消費税率を5%に引き下げると国と地方あわせて15兆円の税収減となります。日本共産党は消費税減税の財源を大企業と富裕層への行き過ぎた減税や税の優遇をやめることでまかないます。他の野党も消費税減税を掲げますが、その財源として「ちゅうちょなく国債を発行」(国民民主党の玉木雄一郎代表、4月13日の講演)、「国債発行による積極財政」(参政党「政策2025」)「新規国債の発行も財源の一つ」(れいわ「基本政策」)などをあげています。
しかし、消費税減税の財源を国債にたよるなら数十兆円もの新規国債を追加発行することになります。そうなれば(1)国債は売れるとは限らず不安定な財源になる(2)巨額の利払いが暮らしの予算を圧迫する(3)インフレを引き起こす恐れがある(4)大企業・富裕層への優遇という税のゆがみ、不公平を温存する―などの問題が生じます。国債は金融市場で売買され、投機集団の標的となっています。
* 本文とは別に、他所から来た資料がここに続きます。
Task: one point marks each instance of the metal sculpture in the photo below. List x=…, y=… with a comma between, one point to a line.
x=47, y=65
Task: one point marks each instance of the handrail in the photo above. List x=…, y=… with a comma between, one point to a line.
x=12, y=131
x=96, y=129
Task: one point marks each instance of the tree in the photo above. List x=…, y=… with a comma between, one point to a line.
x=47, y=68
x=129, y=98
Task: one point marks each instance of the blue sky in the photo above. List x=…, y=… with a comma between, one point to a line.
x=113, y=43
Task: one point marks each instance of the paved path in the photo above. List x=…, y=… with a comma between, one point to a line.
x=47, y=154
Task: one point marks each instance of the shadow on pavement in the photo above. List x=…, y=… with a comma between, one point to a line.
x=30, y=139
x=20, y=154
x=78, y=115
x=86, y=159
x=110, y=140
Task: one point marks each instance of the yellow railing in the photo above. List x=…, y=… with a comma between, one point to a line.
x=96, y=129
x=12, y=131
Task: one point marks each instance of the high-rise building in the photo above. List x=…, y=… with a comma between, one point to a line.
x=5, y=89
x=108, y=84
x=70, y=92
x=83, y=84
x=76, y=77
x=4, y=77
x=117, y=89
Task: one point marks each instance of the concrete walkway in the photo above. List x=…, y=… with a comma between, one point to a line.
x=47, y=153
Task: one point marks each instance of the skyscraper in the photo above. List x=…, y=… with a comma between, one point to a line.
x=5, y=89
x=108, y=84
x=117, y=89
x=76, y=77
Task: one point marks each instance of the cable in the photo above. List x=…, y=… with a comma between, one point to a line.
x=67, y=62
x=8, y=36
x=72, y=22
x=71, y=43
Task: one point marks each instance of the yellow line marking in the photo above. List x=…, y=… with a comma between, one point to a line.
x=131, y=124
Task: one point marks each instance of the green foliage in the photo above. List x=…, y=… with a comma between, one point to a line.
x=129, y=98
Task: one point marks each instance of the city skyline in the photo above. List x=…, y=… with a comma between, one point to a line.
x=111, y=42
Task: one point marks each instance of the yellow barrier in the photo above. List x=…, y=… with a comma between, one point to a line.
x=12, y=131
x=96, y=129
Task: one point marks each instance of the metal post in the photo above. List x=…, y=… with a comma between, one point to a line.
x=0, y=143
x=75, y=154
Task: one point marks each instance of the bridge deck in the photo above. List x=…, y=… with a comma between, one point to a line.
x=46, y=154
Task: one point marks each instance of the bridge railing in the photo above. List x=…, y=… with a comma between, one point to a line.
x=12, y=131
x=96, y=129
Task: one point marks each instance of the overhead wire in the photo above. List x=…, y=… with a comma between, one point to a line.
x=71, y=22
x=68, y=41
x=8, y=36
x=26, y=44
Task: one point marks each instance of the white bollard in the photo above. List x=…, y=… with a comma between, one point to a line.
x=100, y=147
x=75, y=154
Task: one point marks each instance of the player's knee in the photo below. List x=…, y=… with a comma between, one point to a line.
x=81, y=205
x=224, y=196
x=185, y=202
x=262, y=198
国債に頼る政策への懸念から「日本国債は英国の『トラスショック』(英トラス政権の大型減税策で英国債価格が下落)のような事態に直面するリスクがある」(7月15日付「ブルームバーグ」)との指摘が広がっています。実際に15日の債券市場で新発10年物国債の価格が下落し、流通利回りは約16年9カ月ぶりの水準に上昇しています。
対案示す共産党
消費税減税の財源をしっかり示しているのが日本共産党です。大企業にはもっと税金を負担する能力があります。自公政権が進めてきた大企業減税は年間11兆円(23年度)にのぼります。
政府の統計(財務省「法人企業統計」)でも12年度から23年度の間に大企業の利益(税引き前利益)は2・6倍に増えたのに対し、法人3税(法人税、法人住民税、法人事業税)は1・6倍にしか増えていません。(グラフ1)
国税庁のデータから23年度の法人企業の利益に対する法人税の実質負担率を計算すると、小規模企業が18・5%、中堅企業が20・6%の負担率なのに、大企業は10%にとどまります(グラフ2)。大企業は中堅企業・小規模企業の半分程度しか法人税を負担していないのです。
法人税の基本税率は大企業でも中小企業でも同じなのに、実質負担率で差が出るのは研究開発減税やグループ通算納税制度、受取配当益金不算入制度などもっぱら大企業ばかりが利用できる減税の仕組みがあるからです。
こうした大企業優遇の結果、大企業は内部留保を12年度の333・5兆円から23年度は539・3兆円へと200兆円以上も増やしました。
日本共産党はこれらの大企業優遇税制を見直すとともに、自公政権が引き下げてきた法人税率を、中小企業を除いて安倍政権以前の水準である28%に戻すことを提案しています。